Date: 2006-03-28 06:22 pm (UTC)
So I think a normal person would not be feeling woeful during her spring break.

No such thing as a normal person. :-) Holidays help me to stop feeling stressful, but if you have to write papers then it isn't really a proper holiday. Woeful for me is usually caused by other people (or the lack thereof) so is fairly independent of breaks from work/school.

I haven't read Maureen Dowd's book, though I'd read this article: http://dir.salon.com/story/mwt/feature/2005/11/08/dowd/index.html , which made me interested in reading it. My thoughts about women, femininity and careers are very confused. I don't understand women who have no interest in finding rewarding work at all, but I do sympathise entirely with women who want to have families and not work for some period &/or work part-time. But in my field of academia (astrophysics), at least, there's something odd going on that seems related to Maureen Dowd's ideas about educated women and educated men: nearly all the male academics either (the majority) have accomodating wives who have given up their careers to follow them round the world, or are such single-minded ambitious types that they haven't ever had long-term partners. OTOH, I have never yet met a female academic in my area who fits into the second category, I've met *one* who has a partner with a flexible job who has been able to follow her around, and all of the rest (myself included) have a male academic partner (usually more senior) for whom they've had to make varying degrees of career sacrifice to be in the same place. Far more women than men get to PhD level and then leave the field because they can't find a job in the same place as their partner.
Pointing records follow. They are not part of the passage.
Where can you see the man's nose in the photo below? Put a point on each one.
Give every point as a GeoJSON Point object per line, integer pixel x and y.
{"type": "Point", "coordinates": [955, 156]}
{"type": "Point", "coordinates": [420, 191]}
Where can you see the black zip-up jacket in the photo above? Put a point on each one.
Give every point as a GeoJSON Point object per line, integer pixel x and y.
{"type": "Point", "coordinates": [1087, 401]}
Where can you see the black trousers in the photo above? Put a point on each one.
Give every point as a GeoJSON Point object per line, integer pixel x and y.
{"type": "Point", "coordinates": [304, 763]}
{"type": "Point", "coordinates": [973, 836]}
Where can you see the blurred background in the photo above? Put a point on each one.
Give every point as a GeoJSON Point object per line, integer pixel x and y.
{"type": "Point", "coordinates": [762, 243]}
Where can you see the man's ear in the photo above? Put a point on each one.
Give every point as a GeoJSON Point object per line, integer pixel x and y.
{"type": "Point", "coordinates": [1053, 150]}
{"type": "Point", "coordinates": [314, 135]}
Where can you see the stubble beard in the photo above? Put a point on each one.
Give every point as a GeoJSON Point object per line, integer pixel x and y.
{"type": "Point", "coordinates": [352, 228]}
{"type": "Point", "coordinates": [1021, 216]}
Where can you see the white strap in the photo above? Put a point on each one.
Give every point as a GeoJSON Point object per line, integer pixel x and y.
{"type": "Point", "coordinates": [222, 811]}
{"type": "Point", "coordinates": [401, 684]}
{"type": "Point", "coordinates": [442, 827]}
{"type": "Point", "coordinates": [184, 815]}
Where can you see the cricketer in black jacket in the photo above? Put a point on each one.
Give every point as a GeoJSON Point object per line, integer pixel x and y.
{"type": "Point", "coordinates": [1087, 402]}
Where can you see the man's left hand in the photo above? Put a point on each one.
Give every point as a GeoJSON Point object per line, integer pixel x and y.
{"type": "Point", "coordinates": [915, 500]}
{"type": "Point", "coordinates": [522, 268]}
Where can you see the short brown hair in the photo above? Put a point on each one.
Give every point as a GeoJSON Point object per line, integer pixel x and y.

I think there are two interesting things going on here: firstly bright, highly educated women end up in relationships with bright, highly educated men (often in the same field), whereas a much larger fraction of bright, highly educated men have less educated female partners (ignoring non-hetero relationships for simplicity here), and secondly, women end up being the accommodating ones career-wise no matter what (usually for what seem like logical reasons within individual relationships, such as the man earning more and/or having a permanent job, or wanting to have kids). I think the first of these is most interesting: obviously it's partly because age gaps in relationships tend to go in one direction, but I think the fact that nearly all female academics have academic partners, whereas a far smaller fraction of male academics do also says something about differences in how men and women choose partners. I don't actually have any statistics to back up what I'm saying here, but my anecdotal experience suggests this applies to all the natural sciences. Is the situation different in arts subjects?